November 1, 2019
In re Anthony L. et al.
194 Conn. App. 111
Termination of Parental Rights
Mother appealed the trial court’s judgment terminating her parental rights to three of her children. At trial, the court had found that mother had failed to achieve such a degree of personal rehabilitation as would allow her to assume a responsible position in the children’s lives within a reasonable time. On appeal, mother claimed – for the first time – that the court violated both her and her children’s substantive due process rights when, in its analysis of the children’s best interests, it failed to determine whether DCF’s proposed permanency plan, i.e. adoption at an unknown point in time, would secure a more permanent and stable life for them, compared to that which she could provide if she were given the time to rehabilitate herself. Because such a claim was not raised at trial, however, the Appellate Court ultimately declined to review it on appeal.
In so deciding, the Appellate Court reviewed the necessary prongs for review of a constitutional error not preserved at trial. Under State v. Golding, 213 Conn. 233 (1989), all of the following conditions must be met for a party to prevail on such an issue: (1) the record must be adequate to review the alleged claim of error; (2) the claim must be of constitutional magnitude alleging the violation of a fundamental right; (3) the alleged constitutional violation exists and deprived the respondent of a fair trial; and (4) if subject to a harmless error analysis, the state failed to demonstrate the harmlessness of the alleged constitutional violation beyond a reasonable doubt. In the absence of any one of these conditions, such claim should fail.

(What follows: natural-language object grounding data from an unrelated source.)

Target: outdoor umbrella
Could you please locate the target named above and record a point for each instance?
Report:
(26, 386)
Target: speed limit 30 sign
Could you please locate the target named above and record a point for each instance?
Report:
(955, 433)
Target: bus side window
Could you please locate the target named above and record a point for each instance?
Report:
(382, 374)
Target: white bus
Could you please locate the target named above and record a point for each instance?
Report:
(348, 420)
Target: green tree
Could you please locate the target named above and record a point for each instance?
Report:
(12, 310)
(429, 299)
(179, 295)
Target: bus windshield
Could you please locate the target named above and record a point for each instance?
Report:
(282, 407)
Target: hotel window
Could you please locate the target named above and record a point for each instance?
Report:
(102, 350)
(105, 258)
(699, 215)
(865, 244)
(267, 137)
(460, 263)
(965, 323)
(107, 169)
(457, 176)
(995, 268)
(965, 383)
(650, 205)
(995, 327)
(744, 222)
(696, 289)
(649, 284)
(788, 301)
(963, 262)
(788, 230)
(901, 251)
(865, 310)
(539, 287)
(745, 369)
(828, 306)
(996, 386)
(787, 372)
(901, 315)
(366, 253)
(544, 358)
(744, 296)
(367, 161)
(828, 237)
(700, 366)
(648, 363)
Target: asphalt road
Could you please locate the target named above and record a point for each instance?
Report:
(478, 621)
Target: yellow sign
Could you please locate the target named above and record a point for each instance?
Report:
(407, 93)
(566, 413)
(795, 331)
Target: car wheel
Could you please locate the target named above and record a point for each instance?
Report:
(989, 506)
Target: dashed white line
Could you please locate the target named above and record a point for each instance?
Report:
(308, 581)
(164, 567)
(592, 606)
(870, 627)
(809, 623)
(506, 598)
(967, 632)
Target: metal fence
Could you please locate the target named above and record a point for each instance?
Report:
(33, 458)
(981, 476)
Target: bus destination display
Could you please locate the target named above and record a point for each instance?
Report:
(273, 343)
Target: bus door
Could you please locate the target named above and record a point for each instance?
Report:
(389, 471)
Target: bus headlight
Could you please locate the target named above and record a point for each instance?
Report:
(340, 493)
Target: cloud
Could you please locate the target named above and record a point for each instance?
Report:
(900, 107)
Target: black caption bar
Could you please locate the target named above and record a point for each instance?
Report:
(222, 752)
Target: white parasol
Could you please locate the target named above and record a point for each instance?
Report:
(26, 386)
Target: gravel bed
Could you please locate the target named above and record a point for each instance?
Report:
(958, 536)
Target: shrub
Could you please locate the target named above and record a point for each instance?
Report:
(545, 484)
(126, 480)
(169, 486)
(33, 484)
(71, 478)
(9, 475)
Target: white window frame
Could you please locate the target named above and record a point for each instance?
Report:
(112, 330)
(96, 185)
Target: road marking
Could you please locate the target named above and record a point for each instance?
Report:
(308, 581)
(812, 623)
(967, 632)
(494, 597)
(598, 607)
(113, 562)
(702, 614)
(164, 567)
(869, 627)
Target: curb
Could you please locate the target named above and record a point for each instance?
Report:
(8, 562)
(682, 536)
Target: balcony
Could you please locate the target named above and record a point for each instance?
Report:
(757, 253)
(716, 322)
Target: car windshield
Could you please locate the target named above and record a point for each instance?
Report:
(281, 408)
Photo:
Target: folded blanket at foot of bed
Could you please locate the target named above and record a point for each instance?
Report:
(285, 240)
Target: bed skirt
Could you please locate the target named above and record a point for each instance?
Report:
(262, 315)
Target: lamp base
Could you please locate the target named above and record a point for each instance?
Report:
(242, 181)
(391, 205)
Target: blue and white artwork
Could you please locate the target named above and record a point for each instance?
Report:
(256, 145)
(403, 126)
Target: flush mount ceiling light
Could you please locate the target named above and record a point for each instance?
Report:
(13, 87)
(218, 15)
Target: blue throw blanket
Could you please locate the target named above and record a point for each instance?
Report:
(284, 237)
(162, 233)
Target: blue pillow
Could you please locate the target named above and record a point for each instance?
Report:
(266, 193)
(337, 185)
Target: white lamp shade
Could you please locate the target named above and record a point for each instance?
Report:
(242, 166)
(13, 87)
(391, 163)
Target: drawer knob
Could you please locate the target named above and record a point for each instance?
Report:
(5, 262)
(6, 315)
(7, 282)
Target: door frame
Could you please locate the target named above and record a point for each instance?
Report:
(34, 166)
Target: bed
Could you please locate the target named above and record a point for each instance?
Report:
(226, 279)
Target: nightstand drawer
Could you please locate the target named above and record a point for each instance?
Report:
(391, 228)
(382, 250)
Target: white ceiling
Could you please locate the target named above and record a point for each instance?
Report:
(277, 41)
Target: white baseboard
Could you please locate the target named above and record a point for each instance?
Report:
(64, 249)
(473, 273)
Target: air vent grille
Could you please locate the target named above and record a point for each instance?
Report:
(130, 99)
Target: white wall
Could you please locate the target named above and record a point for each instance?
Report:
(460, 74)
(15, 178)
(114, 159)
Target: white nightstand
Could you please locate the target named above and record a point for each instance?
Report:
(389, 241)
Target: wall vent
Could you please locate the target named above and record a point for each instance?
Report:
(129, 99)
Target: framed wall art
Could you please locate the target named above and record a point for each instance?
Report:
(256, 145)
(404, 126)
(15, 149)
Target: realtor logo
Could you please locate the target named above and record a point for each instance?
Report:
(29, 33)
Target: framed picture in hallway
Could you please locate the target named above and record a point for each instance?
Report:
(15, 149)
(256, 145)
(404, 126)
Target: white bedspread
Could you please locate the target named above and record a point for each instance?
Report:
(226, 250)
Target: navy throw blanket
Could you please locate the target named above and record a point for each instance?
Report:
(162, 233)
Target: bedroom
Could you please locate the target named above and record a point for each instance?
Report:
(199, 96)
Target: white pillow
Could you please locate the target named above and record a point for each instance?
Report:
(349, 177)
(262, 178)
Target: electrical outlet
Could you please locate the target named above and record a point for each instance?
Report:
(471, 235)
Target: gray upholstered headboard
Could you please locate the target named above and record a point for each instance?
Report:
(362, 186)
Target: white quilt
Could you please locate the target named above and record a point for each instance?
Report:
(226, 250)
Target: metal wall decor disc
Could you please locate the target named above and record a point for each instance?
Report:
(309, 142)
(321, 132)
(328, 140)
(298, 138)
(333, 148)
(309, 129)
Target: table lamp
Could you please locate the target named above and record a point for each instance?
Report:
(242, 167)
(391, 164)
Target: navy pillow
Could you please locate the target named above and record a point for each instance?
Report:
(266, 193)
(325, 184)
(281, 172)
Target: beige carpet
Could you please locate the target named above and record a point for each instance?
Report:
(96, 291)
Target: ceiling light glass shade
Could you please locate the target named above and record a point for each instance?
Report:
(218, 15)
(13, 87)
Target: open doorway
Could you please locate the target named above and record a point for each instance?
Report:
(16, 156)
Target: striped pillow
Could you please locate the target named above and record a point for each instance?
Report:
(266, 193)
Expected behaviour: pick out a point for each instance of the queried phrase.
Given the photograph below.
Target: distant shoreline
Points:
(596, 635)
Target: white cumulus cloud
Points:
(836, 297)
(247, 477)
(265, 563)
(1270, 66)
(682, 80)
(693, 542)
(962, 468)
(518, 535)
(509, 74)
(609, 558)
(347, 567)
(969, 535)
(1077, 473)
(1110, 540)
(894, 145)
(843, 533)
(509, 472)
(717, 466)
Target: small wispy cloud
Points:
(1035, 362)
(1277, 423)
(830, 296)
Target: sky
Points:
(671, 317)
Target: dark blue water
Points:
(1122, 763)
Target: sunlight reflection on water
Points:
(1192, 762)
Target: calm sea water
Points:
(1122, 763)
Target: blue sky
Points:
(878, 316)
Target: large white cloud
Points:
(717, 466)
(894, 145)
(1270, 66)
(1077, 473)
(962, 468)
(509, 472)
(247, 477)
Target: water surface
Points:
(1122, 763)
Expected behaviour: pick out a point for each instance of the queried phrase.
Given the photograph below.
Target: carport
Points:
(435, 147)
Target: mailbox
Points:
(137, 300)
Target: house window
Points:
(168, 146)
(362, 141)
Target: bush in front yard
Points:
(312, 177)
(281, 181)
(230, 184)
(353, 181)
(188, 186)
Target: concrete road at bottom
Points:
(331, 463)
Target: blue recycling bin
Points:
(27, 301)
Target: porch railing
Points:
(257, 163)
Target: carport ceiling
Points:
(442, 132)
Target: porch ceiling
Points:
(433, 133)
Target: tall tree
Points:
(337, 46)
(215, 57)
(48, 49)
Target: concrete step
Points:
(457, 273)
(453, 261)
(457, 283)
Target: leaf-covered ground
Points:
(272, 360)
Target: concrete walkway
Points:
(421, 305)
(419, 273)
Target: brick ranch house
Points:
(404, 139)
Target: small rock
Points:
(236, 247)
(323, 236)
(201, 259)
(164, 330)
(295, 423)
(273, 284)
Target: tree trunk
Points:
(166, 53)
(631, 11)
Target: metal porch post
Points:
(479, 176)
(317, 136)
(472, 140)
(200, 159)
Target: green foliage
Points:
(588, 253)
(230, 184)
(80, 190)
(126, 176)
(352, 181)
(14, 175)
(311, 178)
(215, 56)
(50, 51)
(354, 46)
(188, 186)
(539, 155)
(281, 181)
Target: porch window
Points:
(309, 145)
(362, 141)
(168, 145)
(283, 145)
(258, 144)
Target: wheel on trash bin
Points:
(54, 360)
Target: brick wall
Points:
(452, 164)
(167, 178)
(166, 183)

Here, the Appellate Court focused on the first prong of Golding. At trial, DCF had proven that the children’s best interests were served by living with their maternal grandmother. On appeal, however, mother asserted that the record contained no evidence relevant to the details of the post-termination likelihood of permanency for each of the children, specifically where their grandmother may eventually not be able to continue to provide a home for them. However, the Appellate Court was unable to find any evidence in the record that mother presented about when this might occur, or why the children would not then be able to transition to fictive kin, in accordance with DCF’s plan. As a result, the Court ultimately declined to review the mother’s Golding claim, because of her failure to satisfy the first prong of the Golding requirements.